Bandiera bianca
Contro la paternalistica censura dello spot con Diletta Leotta
La mannaia del giurì dell’Istituto di autodisciplina pubblicitaria si è abbattuta su una réclame in cui un bambino resta a bocca aperta davanti a una cantante in minigonna. La sessualità viene schiacciata dal controllo sociale, ma senza turbamenti non si cresce mai
Il giurì dell’Istituto di autodisciplina pubblicitaria esiste veramente e ha sospeso la messa in onda della réclame di una nota marca da scarpe da lavoro, per intenderci quella con Diletta Leotta, poiché sessualizza lo sguardo di un bambino: vi appare infatti un frugolo di sette od otto anni che resta a bocca aperta davanti a una cantante in minigonna. Se pure il voice over si limitava a un innocente “la prima volta che sei rimasto senza parole”, di cui penso chiunque di noi possa fornire analoga testimonianza attorno a quell’età, implacabile si è abbattuta sulla nuance erotica la mannaia del moralismo da gruppo whatsapp delle mamme in servizio permanente effettivo.

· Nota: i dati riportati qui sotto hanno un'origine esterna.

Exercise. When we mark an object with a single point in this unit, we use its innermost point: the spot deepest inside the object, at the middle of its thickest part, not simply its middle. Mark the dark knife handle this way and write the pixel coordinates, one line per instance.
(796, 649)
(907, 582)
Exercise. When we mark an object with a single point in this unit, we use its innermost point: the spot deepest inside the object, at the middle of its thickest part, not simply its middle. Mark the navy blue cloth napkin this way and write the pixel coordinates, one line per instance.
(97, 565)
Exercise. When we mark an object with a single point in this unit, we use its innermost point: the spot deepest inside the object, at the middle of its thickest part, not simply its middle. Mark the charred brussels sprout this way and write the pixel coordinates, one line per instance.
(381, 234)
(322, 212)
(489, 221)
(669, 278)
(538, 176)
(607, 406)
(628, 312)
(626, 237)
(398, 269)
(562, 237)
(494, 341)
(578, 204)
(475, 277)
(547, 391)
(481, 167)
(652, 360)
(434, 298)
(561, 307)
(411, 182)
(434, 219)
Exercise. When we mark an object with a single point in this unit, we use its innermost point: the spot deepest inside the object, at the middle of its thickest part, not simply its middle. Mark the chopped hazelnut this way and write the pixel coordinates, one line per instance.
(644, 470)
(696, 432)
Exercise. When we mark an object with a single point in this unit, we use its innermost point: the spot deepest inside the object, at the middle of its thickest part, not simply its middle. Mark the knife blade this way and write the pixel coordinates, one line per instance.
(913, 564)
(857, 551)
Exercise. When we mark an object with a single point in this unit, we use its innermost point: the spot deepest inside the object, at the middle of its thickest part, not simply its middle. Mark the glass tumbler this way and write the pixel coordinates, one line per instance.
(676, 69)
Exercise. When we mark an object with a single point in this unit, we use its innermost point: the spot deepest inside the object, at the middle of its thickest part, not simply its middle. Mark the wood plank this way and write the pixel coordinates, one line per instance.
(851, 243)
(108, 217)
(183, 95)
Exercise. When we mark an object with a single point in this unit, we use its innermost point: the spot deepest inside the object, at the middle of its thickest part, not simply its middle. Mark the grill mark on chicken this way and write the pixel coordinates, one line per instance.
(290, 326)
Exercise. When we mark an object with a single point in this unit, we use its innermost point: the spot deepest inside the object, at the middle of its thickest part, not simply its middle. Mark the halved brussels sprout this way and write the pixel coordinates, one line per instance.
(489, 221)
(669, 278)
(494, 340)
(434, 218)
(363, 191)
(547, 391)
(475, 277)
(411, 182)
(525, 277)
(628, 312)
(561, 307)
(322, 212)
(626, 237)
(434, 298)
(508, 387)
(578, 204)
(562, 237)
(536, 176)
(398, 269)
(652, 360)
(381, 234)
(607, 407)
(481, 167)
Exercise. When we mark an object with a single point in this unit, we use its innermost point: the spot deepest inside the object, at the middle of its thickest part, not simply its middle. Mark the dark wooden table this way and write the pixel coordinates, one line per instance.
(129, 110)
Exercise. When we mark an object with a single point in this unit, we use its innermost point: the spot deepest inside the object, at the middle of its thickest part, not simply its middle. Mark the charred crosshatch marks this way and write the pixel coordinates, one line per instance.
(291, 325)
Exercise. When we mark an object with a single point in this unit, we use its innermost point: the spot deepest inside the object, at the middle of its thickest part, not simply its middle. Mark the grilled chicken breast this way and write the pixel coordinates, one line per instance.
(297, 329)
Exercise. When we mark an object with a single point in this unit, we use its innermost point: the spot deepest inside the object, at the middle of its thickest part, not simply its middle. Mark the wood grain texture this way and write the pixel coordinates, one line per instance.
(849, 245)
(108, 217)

Certo, mai avrei creduto che il giurì dell’Istituto di autodisciplina pubblicitaria fosse un così avido lettore di Michel Foucault, secondo il quale si può praticare un efficace controllo sociale facendo schiacciare la sessualità infantile dalla pedagogia, armata di ditino alzato per significare che quelle cosacce non si fanno e pronta a privare l’istinto di ogni aspetto connesso al piacere. Molte opere d’ingegno fanno riferimento ai primi incomprensibili turbamenti della crescita – da Proust a Battiato, da Moravia ai film con Laura Antonelli – proprio perché, senza turbamenti, non si cresce mai. In attesa di un apposito giurì che le censuri tutte, mi limito a notare questo: una nazione che non inizia a trattare i bambini da adulti finirà per trattare gli adulti come bambini.